The first part of the climb is steep, but as you climb above the bracken and the vegetation becomes bell-heather and ling with occasional low spiky gorse bushes the path begins to contour at a comfortable gradient.

In amongst the the heathers were these white-flowering plants:

A thought that the leaves looked ‘like sage or mint or some sort of herb’ which turned out to pretty astute since it is Wood Sage.

Since the peninsula is generally flat the views as we climbed were excellent both of the peninsula itself and over to the mountains of Snowdonia.

The others had apparently enjoyed great views from the top too, but we arrived into a cold wind and cloud cover. As we entered the cloud B asked ‘are we floating?’. I asked ‘ what do you think – do feel like you are floating?’. ‘Yes!’, he said. The kids weren’t daunted by the mist and in fact were pleased to be ‘high as the sky’.

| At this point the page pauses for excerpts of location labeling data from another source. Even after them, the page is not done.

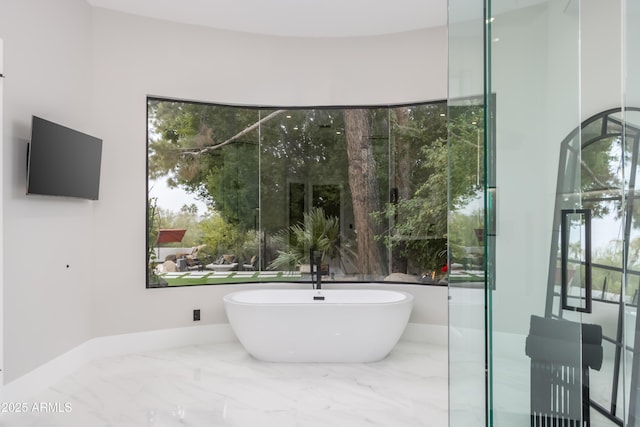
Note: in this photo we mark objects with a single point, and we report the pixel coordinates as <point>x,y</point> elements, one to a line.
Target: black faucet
<point>318,261</point>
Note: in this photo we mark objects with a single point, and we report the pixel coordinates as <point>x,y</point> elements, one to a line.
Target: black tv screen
<point>62,161</point>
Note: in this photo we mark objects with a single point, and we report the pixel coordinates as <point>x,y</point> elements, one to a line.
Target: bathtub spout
<point>318,272</point>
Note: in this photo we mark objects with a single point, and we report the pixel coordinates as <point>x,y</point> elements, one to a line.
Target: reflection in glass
<point>366,187</point>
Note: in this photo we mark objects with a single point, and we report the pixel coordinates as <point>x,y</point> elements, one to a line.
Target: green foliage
<point>222,237</point>
<point>180,149</point>
<point>317,233</point>
<point>153,226</point>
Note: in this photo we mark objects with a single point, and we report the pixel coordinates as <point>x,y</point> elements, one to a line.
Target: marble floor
<point>221,385</point>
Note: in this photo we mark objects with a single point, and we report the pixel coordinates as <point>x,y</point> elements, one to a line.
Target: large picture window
<point>244,194</point>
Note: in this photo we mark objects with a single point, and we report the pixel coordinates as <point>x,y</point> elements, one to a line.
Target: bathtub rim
<point>408,298</point>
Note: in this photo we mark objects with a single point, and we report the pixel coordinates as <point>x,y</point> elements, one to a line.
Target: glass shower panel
<point>467,233</point>
<point>536,360</point>
<point>631,101</point>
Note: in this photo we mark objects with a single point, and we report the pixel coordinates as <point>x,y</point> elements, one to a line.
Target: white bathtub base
<point>350,326</point>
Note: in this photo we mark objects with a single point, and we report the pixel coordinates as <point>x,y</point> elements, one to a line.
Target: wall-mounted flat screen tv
<point>62,161</point>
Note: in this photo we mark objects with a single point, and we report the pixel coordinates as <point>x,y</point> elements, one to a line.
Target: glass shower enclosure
<point>543,334</point>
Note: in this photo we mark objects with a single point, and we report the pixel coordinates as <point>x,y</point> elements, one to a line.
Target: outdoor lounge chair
<point>224,263</point>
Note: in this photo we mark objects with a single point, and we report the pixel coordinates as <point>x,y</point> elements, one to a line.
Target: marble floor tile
<point>221,385</point>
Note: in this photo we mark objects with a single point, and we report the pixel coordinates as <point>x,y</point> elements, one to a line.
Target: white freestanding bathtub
<point>329,325</point>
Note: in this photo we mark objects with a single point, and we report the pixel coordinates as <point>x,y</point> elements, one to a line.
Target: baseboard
<point>430,334</point>
<point>53,371</point>
<point>36,381</point>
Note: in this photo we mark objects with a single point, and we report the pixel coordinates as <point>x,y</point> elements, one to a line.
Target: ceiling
<point>293,18</point>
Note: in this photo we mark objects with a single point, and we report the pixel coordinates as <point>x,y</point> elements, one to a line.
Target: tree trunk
<point>399,262</point>
<point>365,193</point>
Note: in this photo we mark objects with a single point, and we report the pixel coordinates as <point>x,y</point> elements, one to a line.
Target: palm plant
<point>317,233</point>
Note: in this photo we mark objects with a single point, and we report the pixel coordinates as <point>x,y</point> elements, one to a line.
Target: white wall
<point>135,57</point>
<point>47,62</point>
<point>92,69</point>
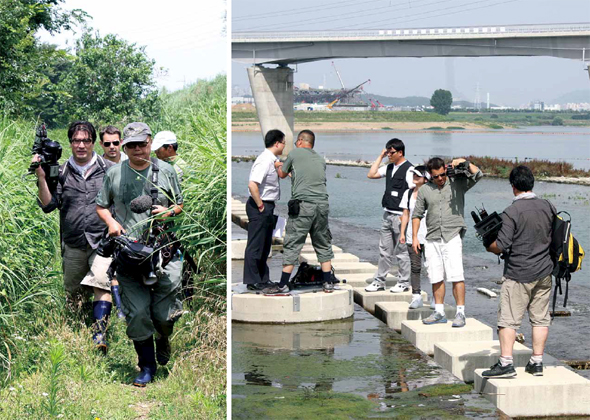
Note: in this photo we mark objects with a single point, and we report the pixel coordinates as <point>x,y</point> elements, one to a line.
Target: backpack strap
<point>154,181</point>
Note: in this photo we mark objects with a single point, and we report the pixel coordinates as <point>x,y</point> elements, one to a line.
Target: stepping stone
<point>394,313</point>
<point>462,358</point>
<point>559,392</point>
<point>343,268</point>
<point>311,258</point>
<point>308,249</point>
<point>368,300</point>
<point>425,336</point>
<point>298,307</point>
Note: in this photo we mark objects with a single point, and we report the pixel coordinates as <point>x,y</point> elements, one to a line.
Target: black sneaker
<point>535,369</point>
<point>499,371</point>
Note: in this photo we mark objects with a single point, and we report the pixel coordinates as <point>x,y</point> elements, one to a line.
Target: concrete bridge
<point>273,87</point>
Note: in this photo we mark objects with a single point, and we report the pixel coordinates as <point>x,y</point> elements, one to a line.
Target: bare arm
<point>373,172</point>
<point>115,229</point>
<point>255,193</point>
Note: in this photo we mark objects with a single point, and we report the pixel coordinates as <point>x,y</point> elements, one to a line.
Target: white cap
<point>162,138</point>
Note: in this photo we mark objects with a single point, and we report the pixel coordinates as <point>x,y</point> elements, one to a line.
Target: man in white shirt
<point>398,178</point>
<point>264,189</point>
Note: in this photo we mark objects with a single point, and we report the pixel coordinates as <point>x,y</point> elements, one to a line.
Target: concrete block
<point>394,313</point>
<point>461,358</point>
<point>368,300</point>
<point>343,268</point>
<point>312,259</point>
<point>559,392</point>
<point>425,336</point>
<point>298,307</point>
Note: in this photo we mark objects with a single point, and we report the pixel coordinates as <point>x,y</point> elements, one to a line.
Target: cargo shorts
<point>517,298</point>
<point>150,309</point>
<point>312,219</point>
<point>84,267</point>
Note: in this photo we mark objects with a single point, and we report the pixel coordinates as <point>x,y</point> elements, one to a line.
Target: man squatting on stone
<point>264,189</point>
<point>398,179</point>
<point>445,227</point>
<point>149,309</point>
<point>525,240</point>
<point>308,185</point>
<point>81,178</point>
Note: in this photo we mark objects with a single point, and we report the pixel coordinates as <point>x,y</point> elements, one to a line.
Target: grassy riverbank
<point>384,119</point>
<point>48,366</point>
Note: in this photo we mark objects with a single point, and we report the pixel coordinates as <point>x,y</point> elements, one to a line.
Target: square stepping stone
<point>425,336</point>
<point>462,358</point>
<point>368,299</point>
<point>394,313</point>
<point>559,392</point>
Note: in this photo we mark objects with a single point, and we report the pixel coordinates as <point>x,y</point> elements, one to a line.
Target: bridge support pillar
<point>273,94</point>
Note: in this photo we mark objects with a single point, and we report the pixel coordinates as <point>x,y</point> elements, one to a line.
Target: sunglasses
<point>135,144</point>
<point>438,176</point>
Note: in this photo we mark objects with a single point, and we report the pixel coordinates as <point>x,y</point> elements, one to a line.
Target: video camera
<point>460,170</point>
<point>50,152</point>
<point>487,225</point>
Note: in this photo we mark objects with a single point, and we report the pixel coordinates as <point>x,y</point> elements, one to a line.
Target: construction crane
<point>338,74</point>
<point>345,94</point>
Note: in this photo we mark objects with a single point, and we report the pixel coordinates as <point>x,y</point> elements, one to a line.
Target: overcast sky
<point>511,81</point>
<point>183,36</point>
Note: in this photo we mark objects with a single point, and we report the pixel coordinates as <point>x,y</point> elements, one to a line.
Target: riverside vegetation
<point>48,366</point>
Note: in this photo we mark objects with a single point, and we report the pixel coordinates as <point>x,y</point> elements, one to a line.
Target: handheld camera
<point>50,152</point>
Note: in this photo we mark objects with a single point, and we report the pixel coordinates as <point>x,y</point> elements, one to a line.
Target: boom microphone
<point>141,204</point>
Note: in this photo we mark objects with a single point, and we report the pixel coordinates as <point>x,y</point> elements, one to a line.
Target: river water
<point>569,144</point>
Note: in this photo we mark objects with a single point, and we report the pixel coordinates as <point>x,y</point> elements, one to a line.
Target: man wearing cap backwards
<point>110,141</point>
<point>81,178</point>
<point>151,309</point>
<point>165,147</point>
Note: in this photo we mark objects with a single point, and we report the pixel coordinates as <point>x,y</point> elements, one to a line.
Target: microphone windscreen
<point>476,218</point>
<point>141,204</point>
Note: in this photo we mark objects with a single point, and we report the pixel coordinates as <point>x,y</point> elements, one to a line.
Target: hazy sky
<point>509,80</point>
<point>183,36</point>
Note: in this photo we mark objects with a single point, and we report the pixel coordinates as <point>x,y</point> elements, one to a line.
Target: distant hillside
<point>577,96</point>
<point>411,101</point>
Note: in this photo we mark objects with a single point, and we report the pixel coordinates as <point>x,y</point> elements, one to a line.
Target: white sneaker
<point>400,287</point>
<point>375,286</point>
<point>416,302</point>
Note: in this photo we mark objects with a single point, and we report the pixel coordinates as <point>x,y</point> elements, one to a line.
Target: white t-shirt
<point>263,172</point>
<point>422,230</point>
<point>409,179</point>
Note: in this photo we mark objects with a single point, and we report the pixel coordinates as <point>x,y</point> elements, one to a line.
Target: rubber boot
<point>146,361</point>
<point>101,311</point>
<point>163,348</point>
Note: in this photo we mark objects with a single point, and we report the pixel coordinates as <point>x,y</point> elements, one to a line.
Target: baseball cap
<point>136,132</point>
<point>421,171</point>
<point>162,138</point>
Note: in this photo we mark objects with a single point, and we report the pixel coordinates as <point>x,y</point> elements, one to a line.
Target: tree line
<point>100,78</point>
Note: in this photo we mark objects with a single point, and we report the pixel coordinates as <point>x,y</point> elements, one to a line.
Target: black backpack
<point>566,252</point>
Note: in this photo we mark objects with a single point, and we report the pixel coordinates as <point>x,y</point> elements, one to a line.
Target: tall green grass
<point>33,318</point>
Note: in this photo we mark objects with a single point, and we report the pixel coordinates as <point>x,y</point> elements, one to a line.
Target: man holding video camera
<point>80,179</point>
<point>525,240</point>
<point>444,199</point>
<point>151,305</point>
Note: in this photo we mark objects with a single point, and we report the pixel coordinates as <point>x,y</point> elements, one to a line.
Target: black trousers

The summit has extensive low remains of a castle which was apparently built in about the twelfth century, although there was also an Iron Age hill fort here.

 

The top:

Only today my daughter was telling some of her young friends about standing on the yellow pillar and being ‘on top of the world’.

In the grass near the summit my friend G found this sickly creature:

It’s a Giant Wood Wasp and I’ve never seen one before so it’s a shame that I didn’t get him in focus. Also near the summit there was a patch of English Stonecrop, seen here with the tiny leaves and flowers of wild thyme which seems to grow everywhere on the peninsula:

Another slightly out of focus shot:

Which I include because B found lots of these beetles on the way back down to the car and delighted in catching them and showing them to all and sundry. Not everyone shared his enthusiasm, but we were all almost as pleased about the ripe and juicy bilberries growing around the highest part of the hill.